Synchrotron Investigations of cracks in parts produced by laser powder bed fusion additive manufacturing
Reference number | |
Coordinator | SWERIM AB - Material- och Processutveckling |
Funding from Vinnova | SEK 498 000 |
Project duration | February 2020 - December 2021 |
Status | Completed |
Venture | Research infrastructure - utilisation and collaboration |
Call | Industrial pilot projects for the utilisation of neutron and photon based techniques at large-scale infrastructures - Autumn 2019 |
End-of-project report | 2019-05287_Kanthal - korrigerad version.pdf (pdf, 199 kB) |
Important results from the project
Porosity is a critical issue in additive manufacturing (AM) of metals. The density of printed parts can be varied by adjusting the process parameters. However, in certain alloy systems, as the ferritic Fe-Cr-Al steels of Kanthal, higher density increases cracking. For Kanthal to be able to produce high quality components, it is therefore important to understand why and when in the process chain these cracks form in order to produce high quality parts. By using synchrotron based XRD and SRµCT it was possible to better understand the link between porosity, residual strain and strain relaxation due to cracking.

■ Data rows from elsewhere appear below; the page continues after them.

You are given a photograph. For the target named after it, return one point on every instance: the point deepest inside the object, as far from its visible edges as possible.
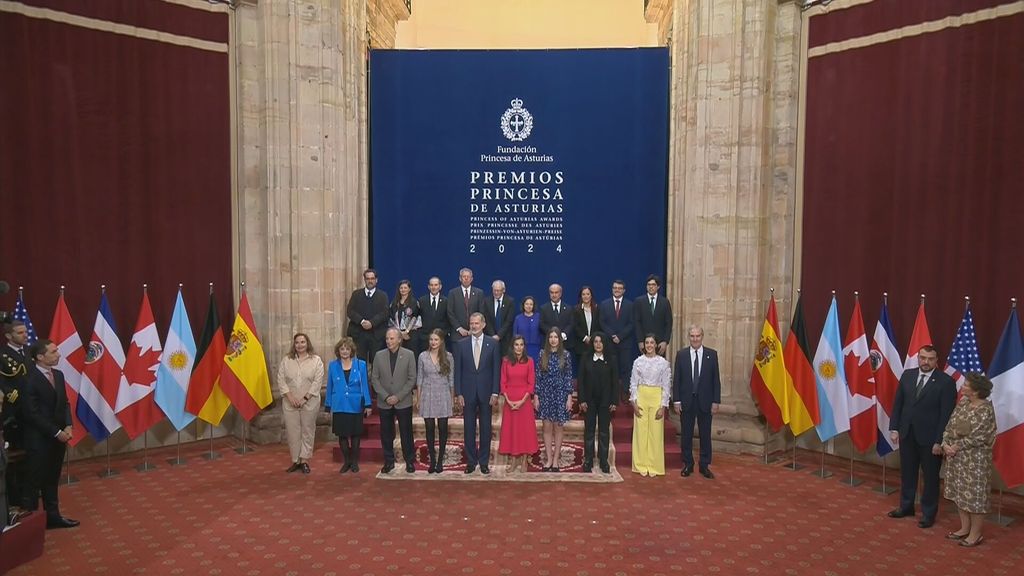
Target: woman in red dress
(518, 436)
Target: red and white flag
(136, 407)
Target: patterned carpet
(242, 515)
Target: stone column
(302, 172)
(730, 221)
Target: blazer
(579, 324)
(709, 385)
(657, 323)
(374, 309)
(399, 383)
(927, 414)
(458, 315)
(347, 395)
(431, 319)
(46, 410)
(562, 320)
(477, 383)
(507, 317)
(622, 326)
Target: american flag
(23, 315)
(964, 357)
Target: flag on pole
(920, 337)
(804, 413)
(205, 398)
(768, 377)
(136, 406)
(72, 362)
(830, 377)
(104, 361)
(888, 369)
(1007, 372)
(176, 367)
(22, 315)
(244, 376)
(857, 364)
(964, 357)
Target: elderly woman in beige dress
(300, 376)
(967, 444)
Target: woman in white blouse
(650, 388)
(300, 376)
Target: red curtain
(115, 161)
(913, 169)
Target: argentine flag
(830, 377)
(175, 368)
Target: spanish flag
(769, 380)
(244, 377)
(205, 398)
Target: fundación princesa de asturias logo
(517, 122)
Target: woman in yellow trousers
(650, 388)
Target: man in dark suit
(477, 378)
(499, 315)
(616, 320)
(555, 314)
(367, 312)
(652, 315)
(433, 314)
(697, 387)
(925, 400)
(463, 301)
(46, 419)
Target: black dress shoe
(60, 522)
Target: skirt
(345, 424)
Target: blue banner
(531, 166)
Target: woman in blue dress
(348, 400)
(527, 325)
(554, 389)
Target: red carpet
(243, 515)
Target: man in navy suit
(697, 388)
(499, 315)
(477, 379)
(46, 418)
(616, 319)
(463, 301)
(925, 400)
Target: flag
(888, 369)
(964, 357)
(833, 394)
(857, 365)
(104, 361)
(136, 407)
(1007, 371)
(804, 413)
(176, 367)
(205, 398)
(72, 362)
(920, 337)
(244, 376)
(22, 315)
(768, 377)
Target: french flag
(104, 361)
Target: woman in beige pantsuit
(300, 376)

Expected long term effects
Clear increase and stronger variation in strain was seen as the porosity decreased while samples still attached to the build plate had a different strain profile. After stress relieving, a low and uniform strain profile was found. Together with the SRµCT-data it is possible to better understand the link between porosity, residual strain and strain relaxations due to cracking. Rapid implementation of this technology in industry for similar investigations is possible through the methodology developed in the project.

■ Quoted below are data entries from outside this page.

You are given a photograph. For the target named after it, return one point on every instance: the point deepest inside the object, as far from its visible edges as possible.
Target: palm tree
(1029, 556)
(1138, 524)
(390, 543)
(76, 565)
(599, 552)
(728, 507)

Approach and implementation
The experiments were performed at the Swedish Materials Science (SMS) beamline P21 by beamline scientist Ulrich Lienert at the Petra III synchrotron in Hamburg, which offers the combination of XRD and SRCT. In order to investigate the effect of porosity levels on crack initiation and propagation in AM parts, 3x4x10mm samples with various porosity levels was analysed (as-built samples with different densities from 97.7% to >99.9%) as well as stress relived samples and samples still attached to the build plate. The six samples required 8 hours of beamtime for the XRD analysis.